The message makes sense to this AC, don't worry about national politics, work the cost numbers in detail and let the numbers guide purchasing decisions. He reports that many, many purchasing managers never look beyond the simple price quote--of course that will be cheaper from off-shore. The reality is that when all the relevant factors are included, in many cases it's actually cheaper to buy locally.
For a somewhat independent assessment, the Association for Manufacturing Technology (AMT) summarizes the Reshoring Initiative year-end report from 2024 here, https://www.amtonline.org/article/reshoring-initiative-annual-report-287-000-jobs-announced with a Figure 2 caption, "Reshoring Initiative Library: The cumulative number of jobs brought back since 2010 is nearing two million (Figure 2) - about 40% of what we lost to offshoring."

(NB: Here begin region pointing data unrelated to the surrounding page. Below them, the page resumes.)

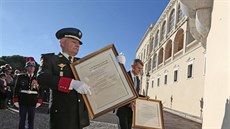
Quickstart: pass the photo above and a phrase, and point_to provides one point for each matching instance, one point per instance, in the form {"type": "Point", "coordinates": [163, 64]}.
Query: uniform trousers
{"type": "Point", "coordinates": [23, 111]}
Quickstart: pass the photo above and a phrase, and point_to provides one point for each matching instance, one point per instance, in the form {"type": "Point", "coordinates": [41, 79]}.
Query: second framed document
{"type": "Point", "coordinates": [148, 114]}
{"type": "Point", "coordinates": [110, 86]}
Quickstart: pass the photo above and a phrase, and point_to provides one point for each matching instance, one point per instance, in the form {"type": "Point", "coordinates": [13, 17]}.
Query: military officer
{"type": "Point", "coordinates": [67, 110]}
{"type": "Point", "coordinates": [27, 94]}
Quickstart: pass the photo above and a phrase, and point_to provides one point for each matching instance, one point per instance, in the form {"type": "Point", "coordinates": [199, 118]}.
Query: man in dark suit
{"type": "Point", "coordinates": [27, 94]}
{"type": "Point", "coordinates": [67, 110]}
{"type": "Point", "coordinates": [125, 113]}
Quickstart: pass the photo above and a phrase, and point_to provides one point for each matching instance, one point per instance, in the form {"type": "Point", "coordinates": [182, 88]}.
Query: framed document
{"type": "Point", "coordinates": [108, 81]}
{"type": "Point", "coordinates": [148, 114]}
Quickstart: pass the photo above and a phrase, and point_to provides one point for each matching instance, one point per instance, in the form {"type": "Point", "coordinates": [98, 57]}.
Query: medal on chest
{"type": "Point", "coordinates": [61, 69]}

(Score: 2) by jelizondo on Wednesday November 26, @04:14PM (1 child)
Visual Capitalist says [visualcapitalist.com] jobs actually have been lost...
So which is it, more jobs or lost jobs?
(Score: 1, Informative) by Anonymous Coward on Wednesday November 26, @04:41PM
Here's another source, https://blog.uwsp.edu/cps/2025/01/29/u-s-manufacturing-employment-a-long-term-perspective/ [uwsp.edu]
The included plot of USA manufacturing jobs from US Bureau of Labor data shows:
+ Lots of oscillations between 1970 and 2000, including an overall peak around 1979.
+ A major loss of manufacturing jobs from 2000 to 2010. [Cultural reference--the movie "Outsourced" is from 2006, although that was more about office jobs than manufacturing.]
+ A slow increase from 2010 to now, but with a sawtooth notch during covid that has recovered back to the pre-covid level.